Bruce and Paul in the vyd.

Harvest began on September 20 and concluded October 27. It was an intense six weeks of picking, pressing and fermenting, but our team was up for the challenge. All of the fruit had very nice ripeness as measured by the numbers (sugar, acid, pH) and taste-testing (skin development and flavors). Both red and white varieties ripened exactly as we would want them to, and the result is some very nice wines.

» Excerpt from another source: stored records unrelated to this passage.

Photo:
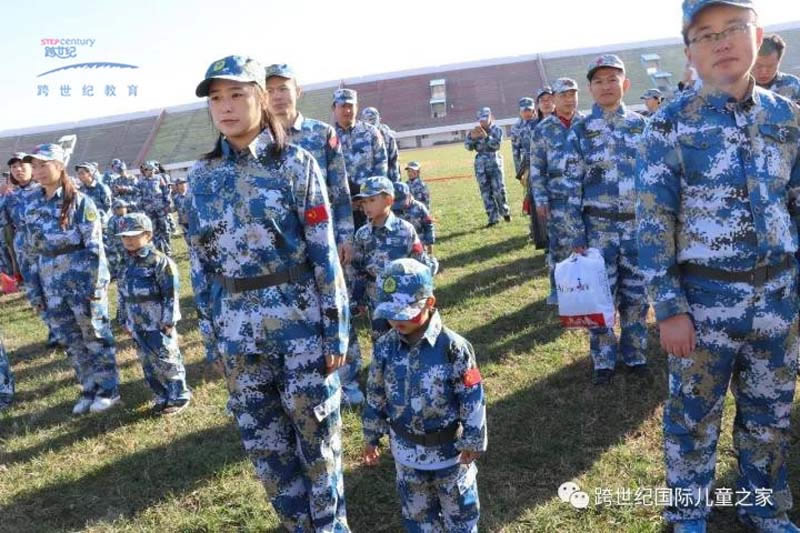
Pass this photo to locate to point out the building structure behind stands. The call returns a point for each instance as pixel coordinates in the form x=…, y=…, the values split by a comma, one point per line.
x=426, y=106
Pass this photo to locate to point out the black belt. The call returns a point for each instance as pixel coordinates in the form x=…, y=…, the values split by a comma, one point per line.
x=64, y=250
x=605, y=213
x=293, y=275
x=447, y=435
x=143, y=298
x=757, y=277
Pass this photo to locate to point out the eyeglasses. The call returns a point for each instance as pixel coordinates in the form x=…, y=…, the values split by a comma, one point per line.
x=731, y=32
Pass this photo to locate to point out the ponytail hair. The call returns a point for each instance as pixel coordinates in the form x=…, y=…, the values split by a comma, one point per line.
x=268, y=121
x=69, y=193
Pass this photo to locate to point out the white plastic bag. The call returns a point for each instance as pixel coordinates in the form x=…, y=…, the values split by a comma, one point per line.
x=584, y=296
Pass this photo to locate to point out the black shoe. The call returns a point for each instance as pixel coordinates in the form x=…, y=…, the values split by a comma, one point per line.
x=604, y=376
x=640, y=372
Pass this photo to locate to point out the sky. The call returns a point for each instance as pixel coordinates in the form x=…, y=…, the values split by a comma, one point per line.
x=172, y=43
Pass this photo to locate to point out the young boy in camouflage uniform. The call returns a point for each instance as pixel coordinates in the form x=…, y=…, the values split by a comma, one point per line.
x=416, y=185
x=149, y=289
x=438, y=427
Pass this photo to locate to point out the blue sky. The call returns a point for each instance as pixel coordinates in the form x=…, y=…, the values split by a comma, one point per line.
x=173, y=41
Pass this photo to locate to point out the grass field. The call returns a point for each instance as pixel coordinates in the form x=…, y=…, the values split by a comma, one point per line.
x=129, y=471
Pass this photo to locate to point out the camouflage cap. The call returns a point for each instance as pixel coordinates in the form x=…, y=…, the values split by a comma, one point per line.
x=376, y=185
x=371, y=116
x=692, y=7
x=403, y=288
x=543, y=91
x=134, y=224
x=605, y=60
x=563, y=85
x=652, y=93
x=281, y=70
x=401, y=194
x=16, y=156
x=46, y=152
x=234, y=68
x=91, y=168
x=345, y=96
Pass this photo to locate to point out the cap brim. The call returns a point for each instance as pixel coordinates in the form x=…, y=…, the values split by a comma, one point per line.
x=204, y=86
x=391, y=311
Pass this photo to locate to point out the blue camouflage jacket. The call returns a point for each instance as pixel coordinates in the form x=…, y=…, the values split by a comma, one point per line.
x=717, y=185
x=255, y=213
x=424, y=388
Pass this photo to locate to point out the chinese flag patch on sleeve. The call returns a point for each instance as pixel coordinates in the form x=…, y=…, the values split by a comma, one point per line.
x=316, y=214
x=472, y=377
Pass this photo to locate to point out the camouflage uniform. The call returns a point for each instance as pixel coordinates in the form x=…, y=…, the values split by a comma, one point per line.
x=321, y=141
x=552, y=188
x=150, y=291
x=6, y=379
x=420, y=392
x=785, y=85
x=489, y=172
x=717, y=186
x=156, y=203
x=70, y=278
x=373, y=117
x=602, y=160
x=375, y=247
x=254, y=214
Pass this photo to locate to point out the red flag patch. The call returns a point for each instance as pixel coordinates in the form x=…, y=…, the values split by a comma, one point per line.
x=316, y=214
x=472, y=377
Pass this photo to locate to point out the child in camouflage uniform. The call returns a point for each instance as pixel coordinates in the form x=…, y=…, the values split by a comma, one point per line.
x=149, y=290
x=425, y=392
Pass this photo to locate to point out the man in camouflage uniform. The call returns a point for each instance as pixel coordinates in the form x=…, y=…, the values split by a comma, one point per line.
x=321, y=141
x=267, y=276
x=718, y=185
x=362, y=145
x=520, y=133
x=438, y=427
x=6, y=380
x=124, y=185
x=553, y=193
x=601, y=160
x=485, y=140
x=150, y=295
x=767, y=69
x=370, y=115
x=417, y=187
x=413, y=211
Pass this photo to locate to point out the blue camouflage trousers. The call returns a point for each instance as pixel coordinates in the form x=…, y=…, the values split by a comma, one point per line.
x=6, y=378
x=617, y=242
x=746, y=336
x=83, y=327
x=439, y=501
x=162, y=365
x=489, y=173
x=288, y=415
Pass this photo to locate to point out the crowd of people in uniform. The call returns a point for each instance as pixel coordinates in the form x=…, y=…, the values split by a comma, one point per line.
x=295, y=227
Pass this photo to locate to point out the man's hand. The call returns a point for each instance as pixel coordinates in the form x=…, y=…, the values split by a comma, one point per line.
x=543, y=212
x=371, y=455
x=334, y=362
x=677, y=335
x=345, y=253
x=466, y=457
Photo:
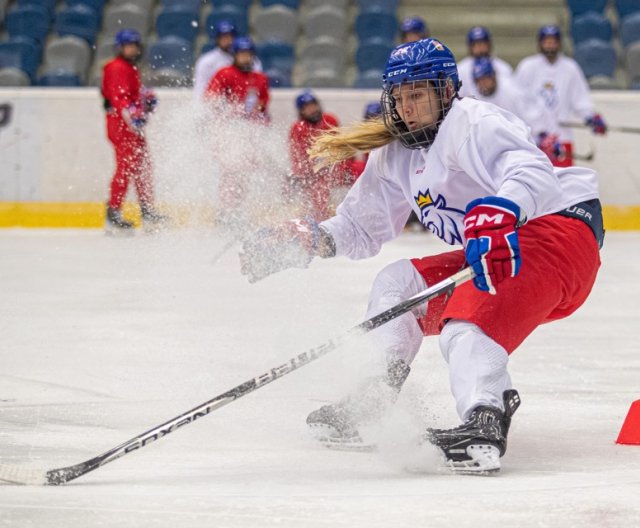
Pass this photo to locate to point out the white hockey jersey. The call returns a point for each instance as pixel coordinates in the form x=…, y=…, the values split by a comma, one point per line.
x=480, y=150
x=208, y=65
x=562, y=86
x=465, y=74
x=526, y=105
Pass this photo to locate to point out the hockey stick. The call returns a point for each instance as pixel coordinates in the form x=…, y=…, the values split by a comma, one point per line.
x=628, y=130
x=21, y=475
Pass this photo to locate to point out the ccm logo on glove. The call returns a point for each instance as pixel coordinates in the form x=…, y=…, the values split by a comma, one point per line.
x=492, y=249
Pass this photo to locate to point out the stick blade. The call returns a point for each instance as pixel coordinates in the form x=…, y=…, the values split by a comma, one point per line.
x=22, y=476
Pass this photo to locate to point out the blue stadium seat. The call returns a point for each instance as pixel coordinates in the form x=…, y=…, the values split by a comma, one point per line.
x=373, y=53
x=376, y=22
x=627, y=7
x=96, y=5
x=279, y=78
x=28, y=21
x=369, y=79
x=177, y=21
x=171, y=52
x=579, y=7
x=242, y=4
x=235, y=14
x=389, y=6
x=596, y=57
x=630, y=29
x=60, y=79
x=192, y=5
x=80, y=21
x=49, y=5
x=291, y=4
x=22, y=53
x=589, y=26
x=278, y=55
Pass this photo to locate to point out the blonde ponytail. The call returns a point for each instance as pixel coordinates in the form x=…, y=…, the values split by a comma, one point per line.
x=339, y=144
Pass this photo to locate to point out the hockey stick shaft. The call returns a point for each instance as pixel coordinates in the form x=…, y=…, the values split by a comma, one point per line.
x=611, y=128
x=19, y=475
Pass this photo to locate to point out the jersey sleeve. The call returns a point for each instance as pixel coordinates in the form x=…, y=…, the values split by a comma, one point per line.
x=119, y=87
x=374, y=211
x=500, y=156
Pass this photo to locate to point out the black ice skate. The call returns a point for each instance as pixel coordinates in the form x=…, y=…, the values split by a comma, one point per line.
x=152, y=221
x=116, y=225
x=336, y=425
x=476, y=446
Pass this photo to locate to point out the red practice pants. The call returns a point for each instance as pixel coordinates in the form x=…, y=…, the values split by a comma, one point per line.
x=132, y=163
x=560, y=260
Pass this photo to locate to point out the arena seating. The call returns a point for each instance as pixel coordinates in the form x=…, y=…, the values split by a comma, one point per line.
x=337, y=43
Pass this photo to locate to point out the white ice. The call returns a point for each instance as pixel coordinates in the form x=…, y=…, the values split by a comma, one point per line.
x=102, y=339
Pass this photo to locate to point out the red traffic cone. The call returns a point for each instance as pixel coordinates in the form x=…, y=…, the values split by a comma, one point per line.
x=630, y=432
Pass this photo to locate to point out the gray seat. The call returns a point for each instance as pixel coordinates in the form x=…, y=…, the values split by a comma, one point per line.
x=125, y=16
x=324, y=52
x=167, y=77
x=632, y=57
x=69, y=54
x=322, y=78
x=325, y=21
x=13, y=77
x=338, y=4
x=276, y=22
x=145, y=5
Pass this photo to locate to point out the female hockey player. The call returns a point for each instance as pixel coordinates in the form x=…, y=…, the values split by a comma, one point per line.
x=474, y=176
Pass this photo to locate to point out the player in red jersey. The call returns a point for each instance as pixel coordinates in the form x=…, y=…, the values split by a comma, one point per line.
x=128, y=104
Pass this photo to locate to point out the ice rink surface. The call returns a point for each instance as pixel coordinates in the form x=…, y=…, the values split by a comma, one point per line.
x=102, y=339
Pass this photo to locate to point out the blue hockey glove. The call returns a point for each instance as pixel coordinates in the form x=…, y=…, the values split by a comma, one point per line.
x=492, y=249
x=597, y=124
x=292, y=244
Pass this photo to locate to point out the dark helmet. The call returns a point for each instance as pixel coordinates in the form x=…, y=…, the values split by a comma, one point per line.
x=482, y=67
x=423, y=60
x=413, y=25
x=550, y=30
x=224, y=27
x=242, y=44
x=127, y=36
x=477, y=34
x=304, y=98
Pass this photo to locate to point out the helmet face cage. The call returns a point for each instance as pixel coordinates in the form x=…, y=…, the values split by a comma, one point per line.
x=421, y=137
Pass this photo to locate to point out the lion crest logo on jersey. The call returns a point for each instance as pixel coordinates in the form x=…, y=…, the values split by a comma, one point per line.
x=438, y=218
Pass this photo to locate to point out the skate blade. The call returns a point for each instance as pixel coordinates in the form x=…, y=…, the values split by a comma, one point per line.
x=330, y=438
x=119, y=232
x=484, y=461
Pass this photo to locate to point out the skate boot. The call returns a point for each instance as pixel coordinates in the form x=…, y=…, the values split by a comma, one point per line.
x=336, y=425
x=115, y=225
x=476, y=446
x=152, y=221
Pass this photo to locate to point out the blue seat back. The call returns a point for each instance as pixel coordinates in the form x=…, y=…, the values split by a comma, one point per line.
x=177, y=21
x=630, y=29
x=65, y=79
x=373, y=53
x=596, y=57
x=627, y=7
x=21, y=53
x=28, y=21
x=190, y=5
x=369, y=79
x=376, y=22
x=171, y=52
x=80, y=21
x=277, y=55
x=589, y=26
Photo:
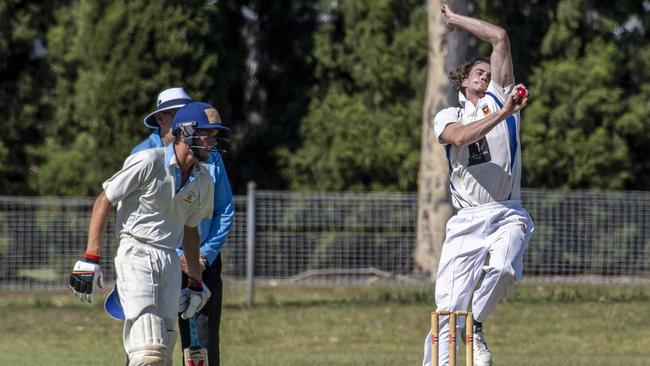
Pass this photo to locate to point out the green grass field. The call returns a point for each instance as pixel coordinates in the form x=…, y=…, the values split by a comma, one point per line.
x=539, y=325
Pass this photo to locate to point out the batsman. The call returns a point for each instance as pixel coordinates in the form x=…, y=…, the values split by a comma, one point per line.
x=486, y=239
x=161, y=194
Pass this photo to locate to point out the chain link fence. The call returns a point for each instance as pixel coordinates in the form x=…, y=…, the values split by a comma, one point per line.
x=343, y=238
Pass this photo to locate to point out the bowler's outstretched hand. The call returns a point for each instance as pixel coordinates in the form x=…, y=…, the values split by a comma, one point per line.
x=446, y=10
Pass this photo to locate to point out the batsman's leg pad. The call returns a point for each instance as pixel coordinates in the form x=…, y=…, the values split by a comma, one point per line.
x=171, y=343
x=148, y=341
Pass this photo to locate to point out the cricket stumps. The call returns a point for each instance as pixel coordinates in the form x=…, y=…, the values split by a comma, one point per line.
x=469, y=336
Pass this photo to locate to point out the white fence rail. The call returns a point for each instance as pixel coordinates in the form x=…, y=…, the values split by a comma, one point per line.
x=344, y=238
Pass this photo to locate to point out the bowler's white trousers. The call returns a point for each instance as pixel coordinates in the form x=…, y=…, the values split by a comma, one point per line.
x=484, y=242
x=148, y=281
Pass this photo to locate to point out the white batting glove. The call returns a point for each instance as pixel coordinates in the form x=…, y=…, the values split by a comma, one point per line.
x=85, y=277
x=192, y=300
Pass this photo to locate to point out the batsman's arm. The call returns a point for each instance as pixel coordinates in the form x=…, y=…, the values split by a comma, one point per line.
x=98, y=218
x=458, y=134
x=501, y=58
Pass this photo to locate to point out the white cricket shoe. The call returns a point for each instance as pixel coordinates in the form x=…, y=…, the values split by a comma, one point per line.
x=482, y=354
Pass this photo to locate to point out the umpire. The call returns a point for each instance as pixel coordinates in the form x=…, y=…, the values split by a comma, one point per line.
x=213, y=232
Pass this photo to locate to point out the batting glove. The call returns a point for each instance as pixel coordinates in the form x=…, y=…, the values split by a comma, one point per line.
x=192, y=300
x=85, y=277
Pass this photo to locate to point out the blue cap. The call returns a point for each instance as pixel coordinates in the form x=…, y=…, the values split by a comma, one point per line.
x=198, y=115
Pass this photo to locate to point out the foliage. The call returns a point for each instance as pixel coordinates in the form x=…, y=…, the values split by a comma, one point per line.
x=25, y=81
x=111, y=59
x=279, y=37
x=586, y=124
x=362, y=128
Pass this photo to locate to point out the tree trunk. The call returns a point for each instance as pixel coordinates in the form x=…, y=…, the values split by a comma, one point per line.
x=434, y=201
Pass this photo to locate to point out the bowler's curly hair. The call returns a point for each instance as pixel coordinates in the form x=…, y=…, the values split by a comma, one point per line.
x=457, y=76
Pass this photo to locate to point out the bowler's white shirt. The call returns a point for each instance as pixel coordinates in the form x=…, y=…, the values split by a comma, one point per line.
x=153, y=206
x=488, y=170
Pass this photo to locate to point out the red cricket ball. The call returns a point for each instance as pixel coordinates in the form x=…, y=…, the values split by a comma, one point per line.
x=522, y=93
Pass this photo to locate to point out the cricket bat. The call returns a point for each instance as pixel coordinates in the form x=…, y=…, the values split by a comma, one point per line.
x=195, y=355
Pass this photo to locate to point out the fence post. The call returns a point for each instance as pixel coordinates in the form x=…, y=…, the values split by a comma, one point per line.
x=250, y=243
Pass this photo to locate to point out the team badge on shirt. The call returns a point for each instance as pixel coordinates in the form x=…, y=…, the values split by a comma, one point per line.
x=190, y=197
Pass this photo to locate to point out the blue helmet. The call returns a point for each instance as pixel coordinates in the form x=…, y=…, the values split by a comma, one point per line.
x=198, y=116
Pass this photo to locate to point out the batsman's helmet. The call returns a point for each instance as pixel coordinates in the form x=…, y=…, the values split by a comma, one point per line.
x=197, y=116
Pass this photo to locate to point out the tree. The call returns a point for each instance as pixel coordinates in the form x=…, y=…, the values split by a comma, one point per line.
x=361, y=130
x=279, y=35
x=446, y=52
x=585, y=127
x=25, y=82
x=111, y=59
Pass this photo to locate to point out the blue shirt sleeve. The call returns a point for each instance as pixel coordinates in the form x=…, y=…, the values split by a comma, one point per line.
x=150, y=142
x=215, y=231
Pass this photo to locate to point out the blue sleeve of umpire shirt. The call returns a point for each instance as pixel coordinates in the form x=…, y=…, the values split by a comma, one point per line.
x=150, y=142
x=214, y=231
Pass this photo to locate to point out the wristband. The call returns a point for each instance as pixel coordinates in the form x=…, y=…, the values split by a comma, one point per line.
x=91, y=257
x=194, y=285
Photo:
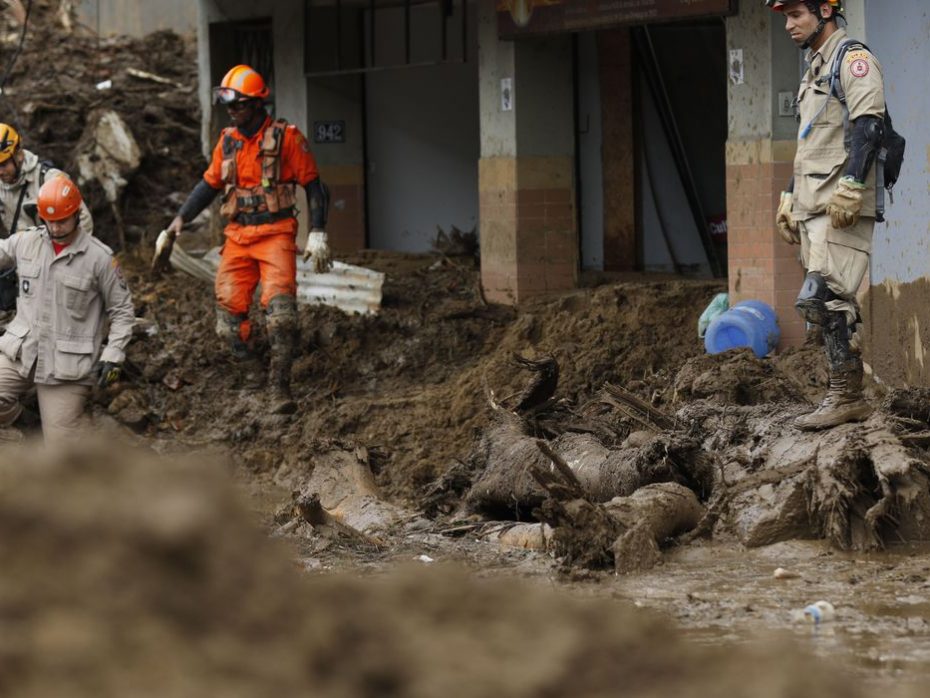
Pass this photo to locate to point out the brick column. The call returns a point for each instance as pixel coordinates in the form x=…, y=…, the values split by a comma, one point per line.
x=761, y=265
x=529, y=239
x=529, y=235
x=760, y=152
x=346, y=225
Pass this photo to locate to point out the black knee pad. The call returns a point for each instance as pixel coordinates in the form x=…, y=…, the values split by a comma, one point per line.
x=227, y=324
x=282, y=316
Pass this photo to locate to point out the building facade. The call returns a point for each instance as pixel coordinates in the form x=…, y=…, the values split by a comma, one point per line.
x=630, y=136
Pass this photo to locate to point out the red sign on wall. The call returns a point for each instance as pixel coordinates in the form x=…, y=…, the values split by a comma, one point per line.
x=526, y=17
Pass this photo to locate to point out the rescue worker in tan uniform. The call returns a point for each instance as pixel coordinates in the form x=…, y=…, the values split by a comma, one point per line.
x=69, y=286
x=257, y=165
x=21, y=176
x=830, y=209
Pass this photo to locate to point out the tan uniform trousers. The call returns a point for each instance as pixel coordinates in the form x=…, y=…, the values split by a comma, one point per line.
x=843, y=267
x=61, y=406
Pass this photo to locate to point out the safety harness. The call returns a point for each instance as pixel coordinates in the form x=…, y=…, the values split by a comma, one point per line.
x=890, y=156
x=270, y=201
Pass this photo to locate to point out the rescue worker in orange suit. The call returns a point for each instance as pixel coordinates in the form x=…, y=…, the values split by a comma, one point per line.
x=257, y=165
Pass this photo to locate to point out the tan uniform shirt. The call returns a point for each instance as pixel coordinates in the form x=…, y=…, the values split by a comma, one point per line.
x=821, y=158
x=29, y=181
x=63, y=305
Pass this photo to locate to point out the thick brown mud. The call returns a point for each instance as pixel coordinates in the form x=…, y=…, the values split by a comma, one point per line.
x=125, y=575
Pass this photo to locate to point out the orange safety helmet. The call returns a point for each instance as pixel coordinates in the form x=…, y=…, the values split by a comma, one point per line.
x=9, y=142
x=240, y=83
x=779, y=5
x=58, y=198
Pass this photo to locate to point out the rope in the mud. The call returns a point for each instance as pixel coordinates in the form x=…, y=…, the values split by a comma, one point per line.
x=19, y=49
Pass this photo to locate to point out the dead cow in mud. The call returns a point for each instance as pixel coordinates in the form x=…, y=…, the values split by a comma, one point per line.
x=734, y=472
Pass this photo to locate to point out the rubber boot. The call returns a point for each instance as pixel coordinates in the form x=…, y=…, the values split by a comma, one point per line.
x=844, y=401
x=249, y=370
x=282, y=335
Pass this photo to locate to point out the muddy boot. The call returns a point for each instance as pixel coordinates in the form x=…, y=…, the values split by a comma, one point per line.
x=282, y=335
x=249, y=372
x=844, y=401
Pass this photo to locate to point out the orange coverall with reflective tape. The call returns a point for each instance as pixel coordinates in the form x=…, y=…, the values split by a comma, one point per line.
x=265, y=253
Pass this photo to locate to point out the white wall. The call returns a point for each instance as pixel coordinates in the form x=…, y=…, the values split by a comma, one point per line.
x=423, y=139
x=901, y=249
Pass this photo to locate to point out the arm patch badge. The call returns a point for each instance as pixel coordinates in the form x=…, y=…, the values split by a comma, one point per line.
x=859, y=68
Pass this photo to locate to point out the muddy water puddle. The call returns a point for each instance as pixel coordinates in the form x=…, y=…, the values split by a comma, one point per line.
x=721, y=594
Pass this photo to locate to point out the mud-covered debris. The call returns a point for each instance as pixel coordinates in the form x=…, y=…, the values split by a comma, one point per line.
x=542, y=385
x=52, y=98
x=129, y=576
x=624, y=534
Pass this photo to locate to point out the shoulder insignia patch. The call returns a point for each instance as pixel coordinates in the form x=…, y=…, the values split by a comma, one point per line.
x=859, y=68
x=858, y=55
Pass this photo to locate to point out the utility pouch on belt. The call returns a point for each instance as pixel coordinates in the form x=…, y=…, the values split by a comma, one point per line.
x=9, y=289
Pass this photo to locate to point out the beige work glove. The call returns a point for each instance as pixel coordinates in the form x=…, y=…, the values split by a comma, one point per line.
x=318, y=251
x=787, y=226
x=846, y=203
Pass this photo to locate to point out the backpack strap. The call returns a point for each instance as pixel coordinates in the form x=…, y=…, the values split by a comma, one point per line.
x=44, y=167
x=837, y=90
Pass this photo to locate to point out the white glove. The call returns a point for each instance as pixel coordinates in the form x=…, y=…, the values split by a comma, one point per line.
x=787, y=226
x=318, y=249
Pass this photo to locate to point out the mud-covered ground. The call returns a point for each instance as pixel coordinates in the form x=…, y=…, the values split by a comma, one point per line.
x=409, y=390
x=125, y=575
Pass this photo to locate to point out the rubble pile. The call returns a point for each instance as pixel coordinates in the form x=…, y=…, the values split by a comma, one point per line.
x=66, y=75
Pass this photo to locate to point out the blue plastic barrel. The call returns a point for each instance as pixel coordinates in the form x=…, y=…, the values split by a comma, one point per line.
x=750, y=324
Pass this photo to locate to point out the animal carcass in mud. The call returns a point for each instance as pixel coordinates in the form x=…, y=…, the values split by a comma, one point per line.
x=859, y=486
x=337, y=494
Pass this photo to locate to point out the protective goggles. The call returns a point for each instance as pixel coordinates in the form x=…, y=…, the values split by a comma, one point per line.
x=227, y=95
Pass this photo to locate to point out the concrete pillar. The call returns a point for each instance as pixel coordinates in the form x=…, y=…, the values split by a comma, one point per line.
x=760, y=155
x=529, y=237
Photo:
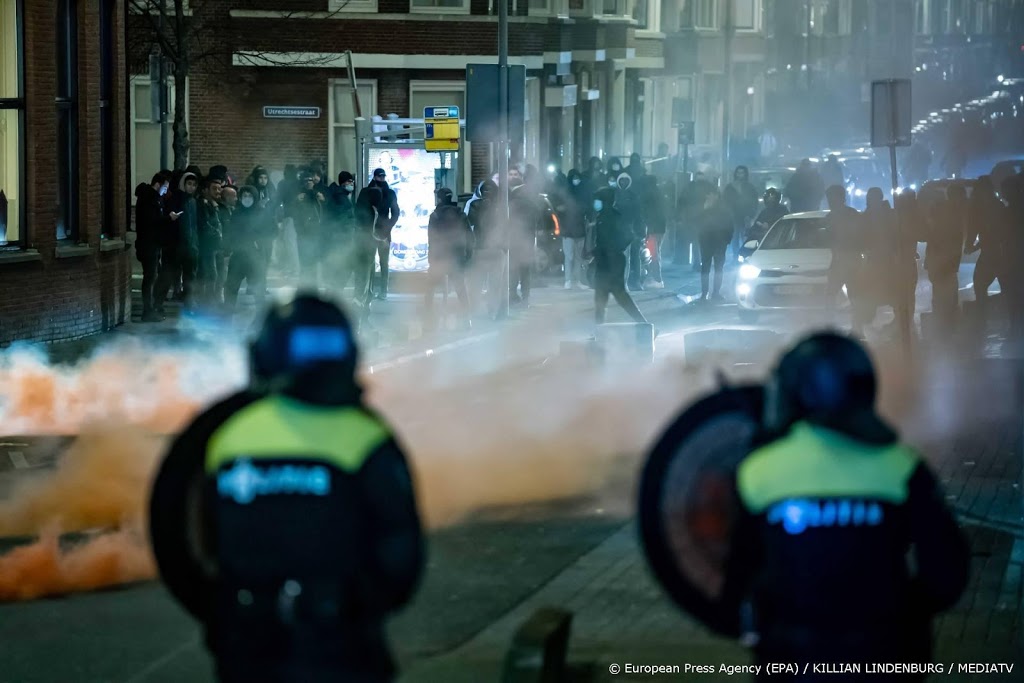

2023 Riesling grapes during harvest  Bruce picking grapes   Volunteer pickers at Silver Thread

It’s kind of crazy that after such a wild year, the 2023 wines will probably be considered “typical.” We prefer to call them “Goldilocks” wines—not too intense but intense enough, not too high or low in acid, not too light or too heavy. 2023 wines won’t be considered “rock stars” like the 2022s or be much-maligned (unfairly, we think) like the 2021s. But after the challenges of 2023, it’s a little bit of poetic justice that the wines are just fine, thank you. It’s as if Mother Nature is telling us that the Finger Lakes is someplace special. But you already knew that. 😉

Phew… catch your breath…the roller coaster ride has stopped and its time to get out. We look at each other and simultaneously say, “Want to go again?” The answer, of course, is “YES!”